I won’t spoil all the fun. There is more to glean regarding the person and work of Jesus. But we will aim to know him more clearly through our study in Mark.
What is a disciple?
This second question comes out of the first but is no less important. Once a person understands who Jesus is, he or she must then decide how to respond. Jesus’ opening words at the start of his ministry were, “Repent and believe in the gospel.” Everyone who is confronted by Jesus must determine what to do, whether to follow him or not.
Toward the middle of Mark’s gospel, you will see a key passage about being a disciple.
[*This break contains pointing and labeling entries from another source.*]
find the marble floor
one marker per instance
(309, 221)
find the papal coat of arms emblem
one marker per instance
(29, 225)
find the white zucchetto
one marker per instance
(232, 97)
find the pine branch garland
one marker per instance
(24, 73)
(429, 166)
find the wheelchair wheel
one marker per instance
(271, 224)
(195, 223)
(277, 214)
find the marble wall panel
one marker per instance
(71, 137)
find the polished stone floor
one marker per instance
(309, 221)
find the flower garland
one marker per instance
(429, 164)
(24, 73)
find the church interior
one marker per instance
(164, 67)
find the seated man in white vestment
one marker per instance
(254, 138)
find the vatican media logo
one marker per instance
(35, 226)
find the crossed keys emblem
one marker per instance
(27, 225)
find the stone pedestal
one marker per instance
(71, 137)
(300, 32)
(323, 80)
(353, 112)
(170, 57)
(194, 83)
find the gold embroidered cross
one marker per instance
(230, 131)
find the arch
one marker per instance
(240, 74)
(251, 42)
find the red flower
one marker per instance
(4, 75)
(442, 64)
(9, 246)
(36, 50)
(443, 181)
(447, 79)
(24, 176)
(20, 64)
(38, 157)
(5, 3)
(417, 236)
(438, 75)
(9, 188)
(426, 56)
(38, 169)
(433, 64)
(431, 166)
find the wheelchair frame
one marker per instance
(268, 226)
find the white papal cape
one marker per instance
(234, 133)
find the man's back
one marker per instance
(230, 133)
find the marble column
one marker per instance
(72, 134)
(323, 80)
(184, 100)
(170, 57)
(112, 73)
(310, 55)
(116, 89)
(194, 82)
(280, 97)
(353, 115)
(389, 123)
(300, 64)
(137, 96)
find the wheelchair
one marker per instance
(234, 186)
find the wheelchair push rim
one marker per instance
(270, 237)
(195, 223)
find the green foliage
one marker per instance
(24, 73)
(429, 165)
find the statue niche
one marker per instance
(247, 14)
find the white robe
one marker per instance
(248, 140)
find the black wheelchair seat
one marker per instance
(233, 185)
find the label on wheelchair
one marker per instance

It begins in 8:34-35, “If anyone would come after me, let him deny himself and take up his cross and follow me… whoever loses his life for my sake and the gospel’s will save it.” This is a hard calling. Jesus doesn’t call his followers to join him on cruise ships, high-class parties, and elite living. He calls us to die to self every day as we rid ourselves of ourselves and live for him. This will mean discomfort, but it will lead to unspeakable eternal joy.
There is more to dig into on this subject and, as we study Mark, we will seek to clarify what it means exactly to be Jesus’ disciple.
I’m excited about the road ahead in Mark. We will invest close to a year in studying this book together. I would encourage you to begin praying now and to read through the whole gospel as soon as possible. Be sure to join us on Sunday mornings, and study along independently as well. Let’s get to know Jesus together and grow as his disciples in the year ahead.